Des armes et de l’opium
Les talibans afghans ont annoncé mardi le début de leur « offensive du printemps » —, en même temps que s’amorcent les récoltes, immensément utiles à l’effort de guerre, du pavot à l’opium. Jamais, depuis leur renversement en 2001, les talibans n’ont été en pareille position de force, sont obligés de reconnaître les généraux américains.

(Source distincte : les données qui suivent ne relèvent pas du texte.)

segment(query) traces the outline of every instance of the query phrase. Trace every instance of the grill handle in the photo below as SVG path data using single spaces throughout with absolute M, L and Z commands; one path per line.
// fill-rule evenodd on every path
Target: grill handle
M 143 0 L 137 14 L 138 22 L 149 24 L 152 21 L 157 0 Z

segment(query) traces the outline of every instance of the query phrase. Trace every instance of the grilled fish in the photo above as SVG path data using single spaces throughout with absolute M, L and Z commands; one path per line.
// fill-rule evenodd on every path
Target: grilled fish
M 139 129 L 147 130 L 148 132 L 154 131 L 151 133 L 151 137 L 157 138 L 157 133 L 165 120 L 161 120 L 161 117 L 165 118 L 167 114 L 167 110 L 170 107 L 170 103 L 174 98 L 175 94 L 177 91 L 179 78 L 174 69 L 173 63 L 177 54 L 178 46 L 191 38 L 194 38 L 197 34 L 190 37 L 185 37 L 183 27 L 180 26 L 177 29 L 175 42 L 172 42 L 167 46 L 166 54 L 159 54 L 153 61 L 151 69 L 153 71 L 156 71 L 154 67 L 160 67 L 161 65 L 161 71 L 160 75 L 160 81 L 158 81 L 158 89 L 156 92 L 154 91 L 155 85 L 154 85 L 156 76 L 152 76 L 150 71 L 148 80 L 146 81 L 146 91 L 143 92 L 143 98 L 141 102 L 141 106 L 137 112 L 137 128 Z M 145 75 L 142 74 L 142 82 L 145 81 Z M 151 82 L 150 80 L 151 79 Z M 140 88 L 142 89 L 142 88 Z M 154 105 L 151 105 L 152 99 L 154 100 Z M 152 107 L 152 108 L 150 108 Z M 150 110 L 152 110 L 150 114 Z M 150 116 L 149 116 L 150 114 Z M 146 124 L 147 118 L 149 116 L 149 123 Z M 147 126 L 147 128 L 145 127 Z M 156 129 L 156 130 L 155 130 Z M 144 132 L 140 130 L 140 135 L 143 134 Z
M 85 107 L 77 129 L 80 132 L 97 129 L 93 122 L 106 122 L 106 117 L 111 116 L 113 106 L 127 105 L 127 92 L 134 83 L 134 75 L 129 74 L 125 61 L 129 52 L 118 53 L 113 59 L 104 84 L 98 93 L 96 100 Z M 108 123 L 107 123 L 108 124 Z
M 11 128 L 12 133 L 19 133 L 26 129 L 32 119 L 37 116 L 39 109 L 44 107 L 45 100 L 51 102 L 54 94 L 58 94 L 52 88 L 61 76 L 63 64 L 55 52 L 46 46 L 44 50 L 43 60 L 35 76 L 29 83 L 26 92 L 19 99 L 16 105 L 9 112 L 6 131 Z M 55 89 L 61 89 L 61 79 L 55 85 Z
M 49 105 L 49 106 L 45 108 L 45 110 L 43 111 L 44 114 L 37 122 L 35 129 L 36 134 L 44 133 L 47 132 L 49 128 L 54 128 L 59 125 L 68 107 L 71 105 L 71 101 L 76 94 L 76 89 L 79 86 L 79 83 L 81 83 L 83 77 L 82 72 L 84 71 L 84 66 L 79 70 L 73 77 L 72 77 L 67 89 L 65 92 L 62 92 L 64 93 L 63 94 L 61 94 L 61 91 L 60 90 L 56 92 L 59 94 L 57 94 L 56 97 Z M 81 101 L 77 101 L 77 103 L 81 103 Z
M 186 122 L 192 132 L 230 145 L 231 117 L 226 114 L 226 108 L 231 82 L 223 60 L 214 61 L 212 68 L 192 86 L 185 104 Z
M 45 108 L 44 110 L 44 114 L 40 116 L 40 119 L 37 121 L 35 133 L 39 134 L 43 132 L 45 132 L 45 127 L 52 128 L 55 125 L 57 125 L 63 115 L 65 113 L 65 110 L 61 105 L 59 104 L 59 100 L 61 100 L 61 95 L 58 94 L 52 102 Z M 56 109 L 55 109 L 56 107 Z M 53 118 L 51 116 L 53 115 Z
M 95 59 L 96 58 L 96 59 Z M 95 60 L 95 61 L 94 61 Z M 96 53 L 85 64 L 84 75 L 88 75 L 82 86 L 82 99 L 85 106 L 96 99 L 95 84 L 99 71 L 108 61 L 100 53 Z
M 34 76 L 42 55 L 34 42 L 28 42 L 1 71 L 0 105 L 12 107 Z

Fin septembre 2015, les talibans avaient brièvement pris la ville de Kunduz, dans le nord du pays. Succès éphémère, néanmoins important, du moins sur le plan symbolique, comme c’était la première fois qu’ils s’emparaient d’une capitale provinciale depuis le début de la guerre lancée par les États-Unis et ses alliés dans la foulée du 11-Septembre. La prise de cette ville de 300 000 habitants était en tout cas venue doucher le mensonge américain voulant que la pacification du territoire afghan ait progressé malgré tout. Après quoi le président Obama s’était rendu à l’évidence qu’il ne pourrait pas ramener à la maison les 10 000 GI qui s’y trouvent encore avant la fin de sa présidence, en janvier 2017, comme il l’avait promis.
Un bourbier en chassant un autre dans les bulletins de nouvelles, de l’Irak à la Syrie, il reste que la situation dans laquelle se trouve la société afghane demeure terriblement violente et bloquée, et que le projet d’État de droit dont l’Occident aime tant draper ses interventions militaires à l’étranger n’a jamais été qu’une vue de l’esprit.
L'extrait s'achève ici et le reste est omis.